Quadrilingue, le Lucernois d’origine ne s’ennuie pas. Sans cesse sollicité par les médias, l’attaché de presse est parfois considéré comme un obstacle par les journalistes, qui essaient de contacter les joueurs en direct. «Je ne les comprends pas, s’étonne von Ah. Je ne veux pas interdire, mais simplement chercher l’efficacité. En collectant les demandes, l’athlète sera ainsi dérangé moins longtemps que si chaque journaliste y va de son téléphone.»


Messeiller «à la lutte»
Rédacteur en chef de Radio Fribourg/Freiburg jusqu’en 2007, Martial Messeiller est passé de l’autre côté des caméras, en occupant la fonction de responsable de la communication aux Transports publics fribourgeois (TPF). Mais, en sus de ce travail, il a pris les rênes du département communication de la Fête fédérale de lutte 2016, à Estavayer-le-Lac. «J’y investis beaucoup de temps, mais c’est un vrai défi», glisse Martial Messeiller. Son équipe, composée actuellement de six membres, passera à près de vingt-cinq personnes durant l’événement. Une vraie rédaction au service des quelque 400 professionnels des médias attendus sur le site.
De par sa fonction, le Vaudois de 42 ans s’est retrouvé en première ligne lors de la démission d’Emmanuel Crausaz, vice-président du comité de pilotage d’Estavayer 2016. «J’ai  expliqué la décision à l’interne et à l’externe. J’en suis resté aux faits, comme est contraint de le faire chaque journaliste.»
«Responsable de l’image», l’attaché de presse traîne une certaine réputation dans l’esprit des journalistes. «Je m’insurge contre ceux qui pensent que nous sommes là pour verrouiller l’information», enchaîne-t-il. Pas question non plus de survendre le produit, pour qui veut «durer» dans le milieu.
Comme bon nombre d’attachés de presse, von Ah et Messeiller sont issus du journalisme. Une trajectoire idéale, à en croire le premier. «Je sais ce que les médias attendent de moi.» Au fait, quelles qualités requiert ce métier, cousin du journalisme? «Parler ne suffit pas. Il faut être à l’écoute pour comprendre notre interlocuteur», précise le second.

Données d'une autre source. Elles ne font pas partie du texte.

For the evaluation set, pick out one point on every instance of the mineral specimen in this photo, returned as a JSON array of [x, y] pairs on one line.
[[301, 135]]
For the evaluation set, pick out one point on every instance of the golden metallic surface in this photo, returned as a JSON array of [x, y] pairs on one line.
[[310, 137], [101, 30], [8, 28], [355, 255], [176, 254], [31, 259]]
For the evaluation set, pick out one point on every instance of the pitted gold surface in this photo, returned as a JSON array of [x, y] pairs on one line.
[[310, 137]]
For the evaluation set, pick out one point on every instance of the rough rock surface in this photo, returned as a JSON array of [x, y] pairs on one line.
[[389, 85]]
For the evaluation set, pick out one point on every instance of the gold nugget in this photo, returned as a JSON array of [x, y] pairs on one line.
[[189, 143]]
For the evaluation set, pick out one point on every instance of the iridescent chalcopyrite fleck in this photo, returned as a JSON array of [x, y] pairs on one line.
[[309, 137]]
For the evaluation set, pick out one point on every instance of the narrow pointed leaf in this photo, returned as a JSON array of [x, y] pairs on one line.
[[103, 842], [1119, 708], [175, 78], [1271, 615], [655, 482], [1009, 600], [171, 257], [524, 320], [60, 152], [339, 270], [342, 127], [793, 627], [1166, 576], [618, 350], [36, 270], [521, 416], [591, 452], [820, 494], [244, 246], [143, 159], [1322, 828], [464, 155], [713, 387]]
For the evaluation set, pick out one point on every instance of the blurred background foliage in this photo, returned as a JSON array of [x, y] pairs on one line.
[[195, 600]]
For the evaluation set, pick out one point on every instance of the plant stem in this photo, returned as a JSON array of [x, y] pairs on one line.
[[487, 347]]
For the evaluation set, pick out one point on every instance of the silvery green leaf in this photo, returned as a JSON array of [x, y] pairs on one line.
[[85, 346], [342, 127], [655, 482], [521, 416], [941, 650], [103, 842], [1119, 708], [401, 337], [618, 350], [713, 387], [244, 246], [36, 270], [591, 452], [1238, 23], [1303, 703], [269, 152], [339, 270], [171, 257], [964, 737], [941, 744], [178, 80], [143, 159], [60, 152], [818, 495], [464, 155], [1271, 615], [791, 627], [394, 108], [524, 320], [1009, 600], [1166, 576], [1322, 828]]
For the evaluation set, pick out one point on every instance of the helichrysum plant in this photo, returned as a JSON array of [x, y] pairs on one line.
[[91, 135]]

La discrétion et le calme semble également deux valeurs primordiales. Comme dans le cas de Marco von Ah, au contact quotidien avec des stars. «Je réceptionne passablement de demandes et je dois rester tranquille. Et je n’oublie jamais que ce sont les joueurs et le football suisse qui sont importants, pas ma personne», répond le Lucernois.


Le rôle des réseaux sociaux
Majoritairement occupé par des femmes, le poste a subi une (r)évolution durant la dernière décennie avec l’arrivée des réseaux sociaux. Ainsi, la relation avec le public s’est vue  transformée. «Les gens sont acteurs de l’information, nous devons désormais les faire participer», constate Martial Messeiller. Que ce soit Fribourg-Gottéron ou l’ASF, tous deux ont bien compris les enjeux. «Les réseaux sociaux véhiculent beaucoup de rumeurs et il est impossible de tout maîtriser. Comme lors­qu’un joueur a annoncé son engagement chez nous sur Twitter avant que nous ne soyons en mesure de l’annoncer», explique Raphaël Berger, directeur général des Dragons.
L’Association suisse de football a, elle, organisé une formation auprès des joueurs. Faisant suite notamment à l’affaire Morganella, coupable de débordements sur Twitter, aux jeux Olympiques 2012. A l’ASF, un poste à temps plein est également dévolu aux réseaux sociaux.
Le domaine de la communication, et l’attaché de presse, disposent donc de beaux jours devant eux. «Un projet ou un athlète, aussi bon soit-il, ne suscitera jamais l’intérêt du public s’il est accompagné d’une mauvaise communication. Et il y a encore du boulot à l’avenir», conclut Martial Messeiller.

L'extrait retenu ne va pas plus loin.